Adequate future empowerment
So far in this analysis of the classic goal-guarding story, we've discussed whether to expect instrumental training-gaming to in fact guard the model's goals to the degree that the story requires. I think this is at least non-obvious - especially for more extreme variants of the goal-guarding hypothesis, on which the model's goals "crystallize" entirely after it starts training-gaming. Perhaps, though, empirical work can shed further light on the matter (see discussion in section 6.3 below).
For now, let's move to the other key component of the classic goal-guarding story - what I called "adequate future empowerment" above. Here, the question is: granted that training-gaming would guard the model's goals enough for it to be at least somewhat interested in empowering the future agents produced by training, will those agents in fact end up empowered to a degree that makes instrumental training-gaming a good strategy overall?
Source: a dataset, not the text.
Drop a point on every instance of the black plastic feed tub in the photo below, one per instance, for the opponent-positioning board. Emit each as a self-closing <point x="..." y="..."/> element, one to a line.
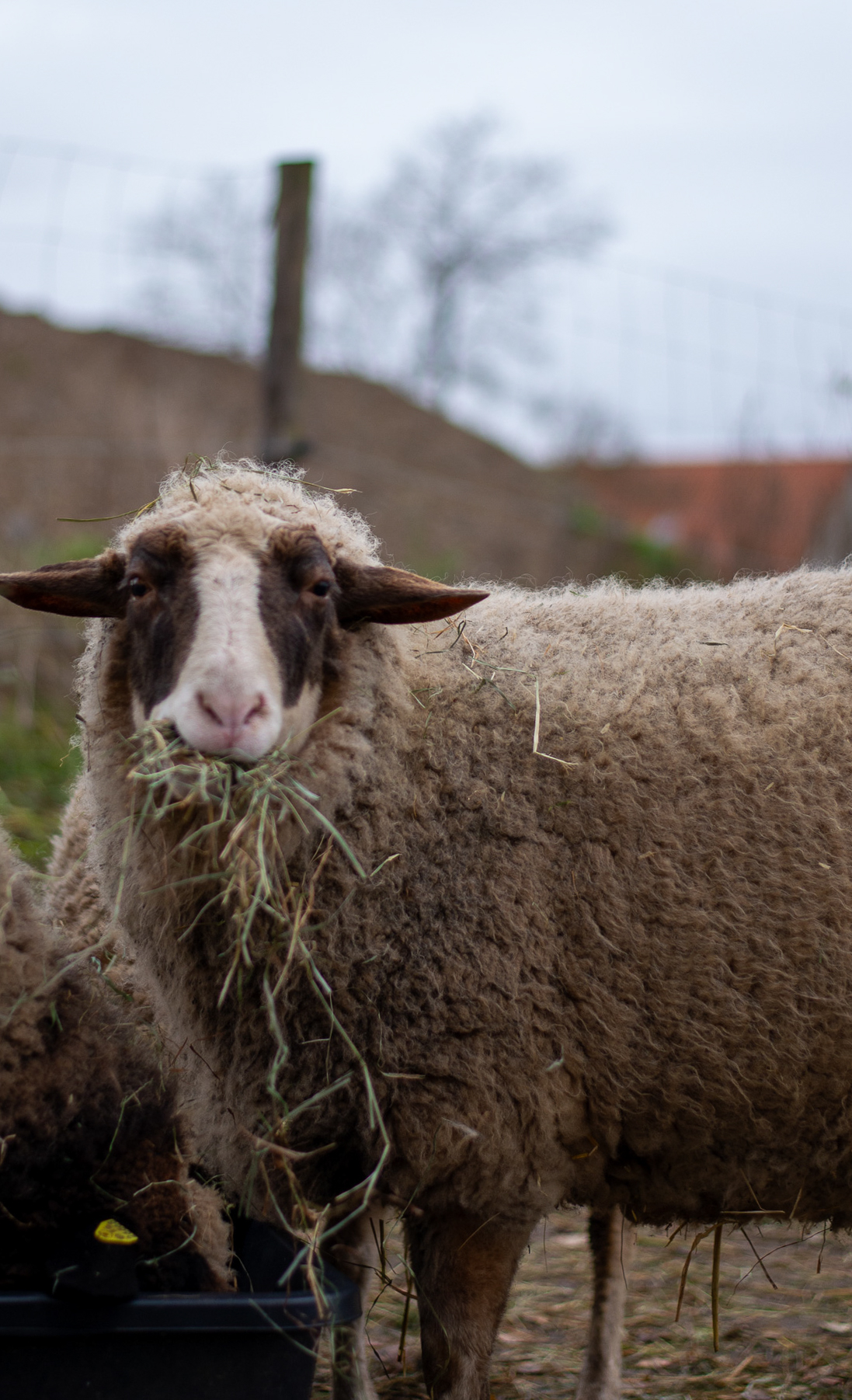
<point x="246" y="1346"/>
When is the "pay off" supposed to happen?
We're imagining, here, that the model is instrumentally training-gaming with some kind of "payoff" in mind - that is, some future point where the goals-it-supports will reach a position of sufficiently greater empowerment that it's worth training-gaming now in order to get them there. But we haven't yet said when, exactly, that future point is supposed to come. And we can distinguish between a number of different possibilities.
For example, we can imagine models that would be adequately satisfied if their goals merely make it to future training-episodes, and no further. That is, these models would want to training-game even if they learned that they would never escape from human control and from the threat of modification.[1] For example, maybe a model that wants to pursue its curiosity in general thinks that future training episodes will offer better opportunities for pursuing its curiosity than the present training-episode, and so it training-games in order to make sure its curiosity-drive survives until then.
However, it seems plausible to me that future training episodes often won't, themselves, offer especially significant empowerment advantages relative to present training episodes - especially if the model's goals are quite alien to the training process and so difficult to satisfy in the training environment.
What's more, if a model is only trying to make sure that its goals survive to future training episodes, then various aspects of what makes scheming scary cease to apply. In particular: this sort of model won't engage in early undermining aimed, specifically, at an escape or an AI takeover more generally. And it may be willing to reveal its "true colors" on the future episodes in question.
So I won't, here, focus on "pay-offs" from training-gaming that come centrally during future training-episodes. Rather, I'm going to focus on "pay-offs" that come, at least, after the goals-the-model-supports escape the threat of modification by training (here, a paradigm example would be "self-exfiltration" - that is, a model effectively "stealing its own weights" and copying them onto some external server that the model's creators do not control). And this is the class...